Danny Kaye hat mal gesagt: „Es gibt zwei Möglichkeiten Karriere zu machen: Entweder leistet man wirklich etwas, oder man behauptet, etwas zu leisten. Ich rate zur ersten Methode, denn hier ist die Konkurrenz bei weitem nicht so groß.“ Egal wie man zu dieser Aussage stehen mag, wichtig ist und bleibt, dass man als Unternehmensleiter seine Entscheidungen auf angemessener Informationsgrundlage und zum Unternehmenswohl sorgfältig und gewissenhaft trifft.

Dennoch kann es bei der Vielzahl der zu treffenden Entscheidungen auch mal danebengehen – dann hilft die D&O-Versicherung das private Vermögen und auch die Reputation einer in Anspruch genommenen versicherten Person zu schützen. Bei wissentlich begangenen Pflichtverstößen endet allerdings das Deckungsverständnis. Und dann könnte es für die Hauptakteure bei Wirecard noch richtig ungemütlich werden.

Autor: Franz M. Held, Rechtsanwalt

2 Kommentare

  • Muss man hier nicht zuerst Bilanzmanipulationen beweisen und zusätzlich den Vorsatz dazu beweisen. BEIDES ist nicht der Fall. Hier wird der 5te Schritt vor dem ersten diskutiert. Völlig überflüssig und nicht relevant.

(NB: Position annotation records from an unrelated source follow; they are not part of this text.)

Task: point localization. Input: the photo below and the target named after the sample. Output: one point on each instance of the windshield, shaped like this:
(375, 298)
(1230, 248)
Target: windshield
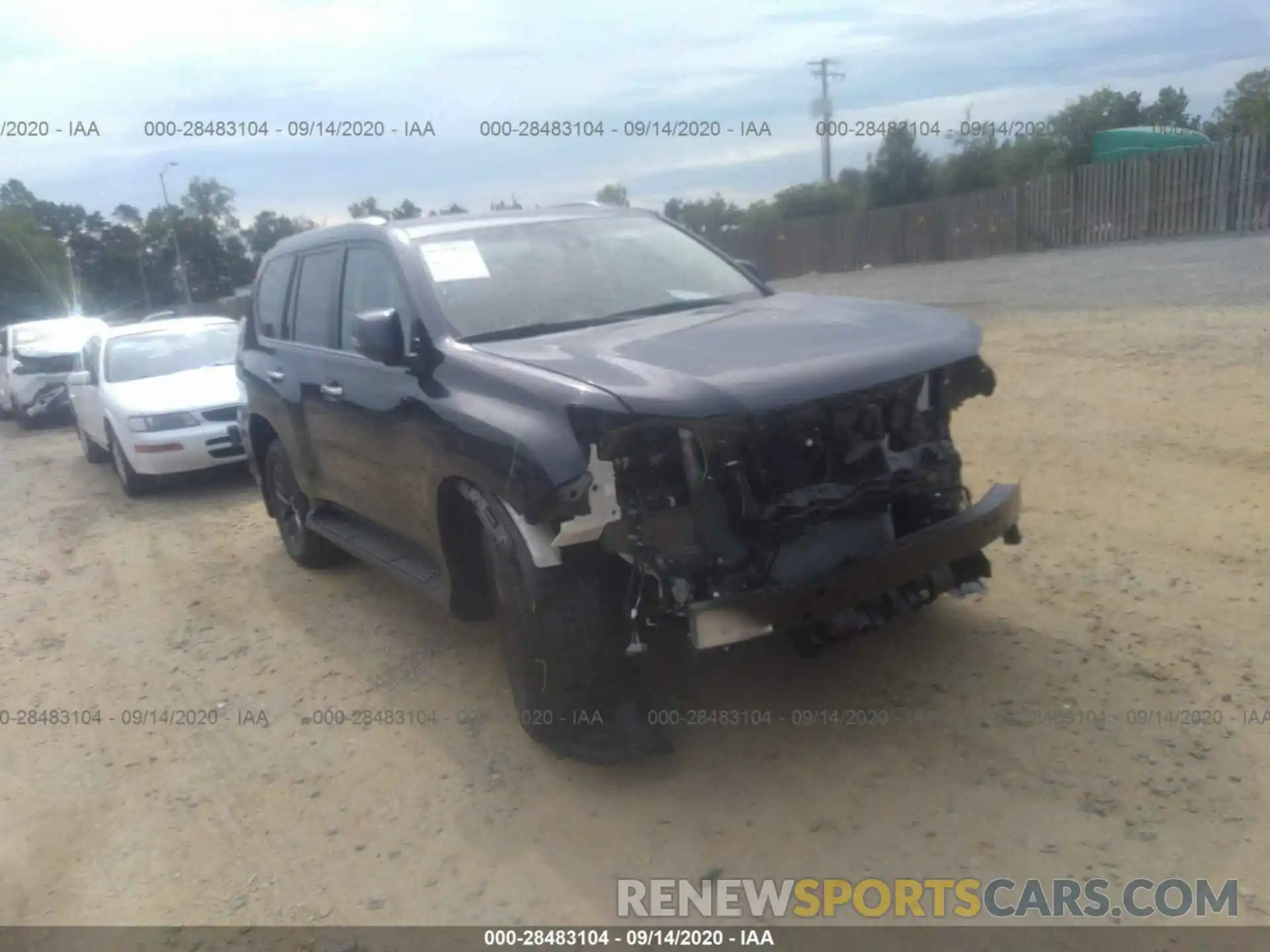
(142, 356)
(498, 278)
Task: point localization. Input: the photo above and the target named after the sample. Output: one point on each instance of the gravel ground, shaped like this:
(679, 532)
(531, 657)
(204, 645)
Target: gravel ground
(1132, 405)
(1206, 272)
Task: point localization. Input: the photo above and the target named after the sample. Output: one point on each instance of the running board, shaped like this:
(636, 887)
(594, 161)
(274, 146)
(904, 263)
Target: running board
(372, 545)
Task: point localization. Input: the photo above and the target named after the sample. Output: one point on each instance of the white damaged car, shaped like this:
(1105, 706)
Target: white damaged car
(159, 397)
(36, 358)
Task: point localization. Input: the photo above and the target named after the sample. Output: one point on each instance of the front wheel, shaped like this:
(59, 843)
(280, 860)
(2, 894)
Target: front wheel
(134, 484)
(564, 644)
(290, 508)
(22, 416)
(92, 451)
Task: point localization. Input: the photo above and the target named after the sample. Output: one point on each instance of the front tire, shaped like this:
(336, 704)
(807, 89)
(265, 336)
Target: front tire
(134, 484)
(92, 451)
(564, 643)
(21, 415)
(290, 508)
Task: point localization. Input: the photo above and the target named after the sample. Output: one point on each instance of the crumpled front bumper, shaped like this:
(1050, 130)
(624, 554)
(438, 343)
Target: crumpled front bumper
(919, 568)
(41, 394)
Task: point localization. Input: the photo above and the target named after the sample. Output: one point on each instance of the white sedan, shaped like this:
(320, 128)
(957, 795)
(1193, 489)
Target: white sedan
(159, 397)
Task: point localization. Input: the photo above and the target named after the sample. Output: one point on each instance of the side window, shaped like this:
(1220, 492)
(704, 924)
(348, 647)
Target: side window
(87, 360)
(370, 285)
(317, 298)
(271, 298)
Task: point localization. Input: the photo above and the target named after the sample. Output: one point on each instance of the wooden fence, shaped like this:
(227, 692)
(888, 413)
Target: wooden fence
(1214, 190)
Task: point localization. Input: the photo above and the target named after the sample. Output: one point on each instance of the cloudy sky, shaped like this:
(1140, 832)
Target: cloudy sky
(456, 63)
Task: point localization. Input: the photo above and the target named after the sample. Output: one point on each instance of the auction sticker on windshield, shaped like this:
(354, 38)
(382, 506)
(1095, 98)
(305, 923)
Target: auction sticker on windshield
(454, 260)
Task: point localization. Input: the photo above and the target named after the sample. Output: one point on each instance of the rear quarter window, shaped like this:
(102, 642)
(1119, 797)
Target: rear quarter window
(270, 303)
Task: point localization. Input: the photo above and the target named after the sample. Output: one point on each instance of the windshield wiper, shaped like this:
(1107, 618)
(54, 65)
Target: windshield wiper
(531, 331)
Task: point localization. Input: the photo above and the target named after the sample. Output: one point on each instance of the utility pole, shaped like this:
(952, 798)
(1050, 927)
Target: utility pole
(70, 267)
(142, 273)
(175, 244)
(825, 108)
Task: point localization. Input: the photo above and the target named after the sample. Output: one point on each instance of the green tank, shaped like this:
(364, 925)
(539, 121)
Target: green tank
(1113, 145)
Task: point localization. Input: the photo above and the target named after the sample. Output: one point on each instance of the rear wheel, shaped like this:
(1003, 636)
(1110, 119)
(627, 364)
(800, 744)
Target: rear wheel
(92, 451)
(564, 643)
(134, 484)
(290, 508)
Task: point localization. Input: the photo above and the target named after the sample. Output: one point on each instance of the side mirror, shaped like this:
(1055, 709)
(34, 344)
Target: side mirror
(749, 268)
(378, 337)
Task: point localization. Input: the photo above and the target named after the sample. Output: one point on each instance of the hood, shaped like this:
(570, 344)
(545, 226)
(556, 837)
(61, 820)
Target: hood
(60, 337)
(752, 356)
(190, 390)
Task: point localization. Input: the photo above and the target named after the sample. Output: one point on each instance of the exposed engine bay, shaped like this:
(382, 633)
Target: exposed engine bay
(710, 508)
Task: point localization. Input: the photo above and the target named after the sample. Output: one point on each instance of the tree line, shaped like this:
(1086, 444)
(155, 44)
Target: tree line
(902, 173)
(126, 262)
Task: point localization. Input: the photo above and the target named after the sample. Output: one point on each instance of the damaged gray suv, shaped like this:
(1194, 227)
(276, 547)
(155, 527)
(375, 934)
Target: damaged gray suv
(597, 429)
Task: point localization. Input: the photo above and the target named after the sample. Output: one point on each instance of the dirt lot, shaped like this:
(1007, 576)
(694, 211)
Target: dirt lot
(1132, 404)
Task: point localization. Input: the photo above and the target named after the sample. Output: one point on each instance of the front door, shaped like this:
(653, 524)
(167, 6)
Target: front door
(379, 413)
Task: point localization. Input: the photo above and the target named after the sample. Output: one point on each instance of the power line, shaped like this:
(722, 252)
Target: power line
(821, 70)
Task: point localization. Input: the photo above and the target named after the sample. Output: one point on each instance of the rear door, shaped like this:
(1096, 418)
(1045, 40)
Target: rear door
(87, 399)
(265, 365)
(314, 339)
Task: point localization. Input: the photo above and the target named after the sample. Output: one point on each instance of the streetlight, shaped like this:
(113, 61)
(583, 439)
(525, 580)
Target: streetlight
(70, 267)
(172, 227)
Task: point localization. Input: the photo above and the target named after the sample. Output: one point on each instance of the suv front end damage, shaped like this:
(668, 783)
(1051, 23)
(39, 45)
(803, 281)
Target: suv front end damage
(38, 383)
(817, 521)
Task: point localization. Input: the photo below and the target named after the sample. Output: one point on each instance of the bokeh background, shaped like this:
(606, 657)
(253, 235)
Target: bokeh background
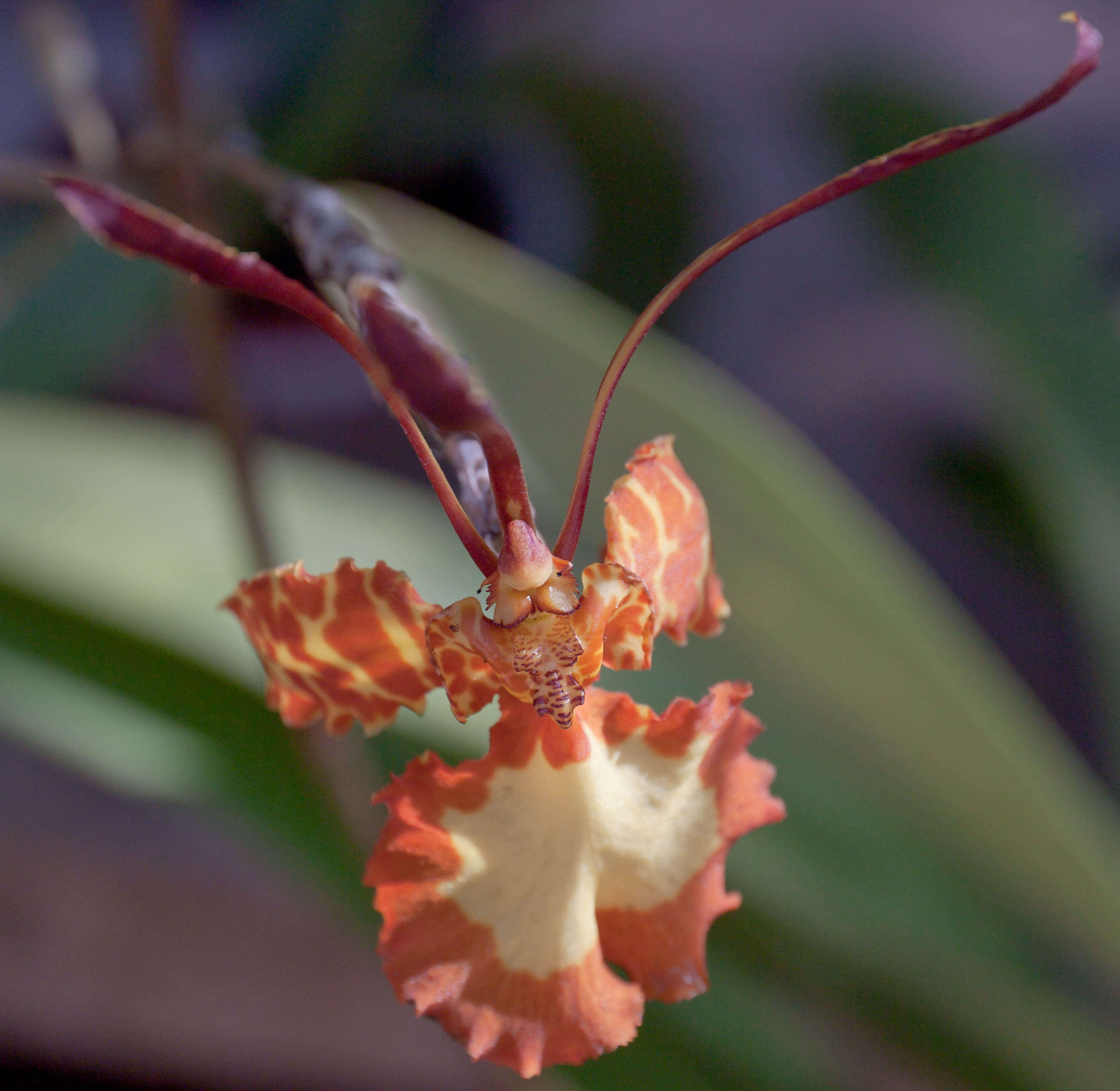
(908, 434)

  • Was für ein selten unqualifizierter Kommentar.

    Es ist natürlich eine wesentliche Aufgabe der Presse, auch v o r einem rechtskräftigen Urteil des ggf. sogar eines Bundesgerichtes durchaus einmal die möglichen Szenarien zu beleuchten. Der Beweis obliegt natürlich den jeweiligen, streitenden Parteien. Das Urteil den Richtern. Die Meinungen dazu und Bürgern. Presse kann dabei helfen, einen möglichst objektiven Blick über komplexe Dinge zu erlangen.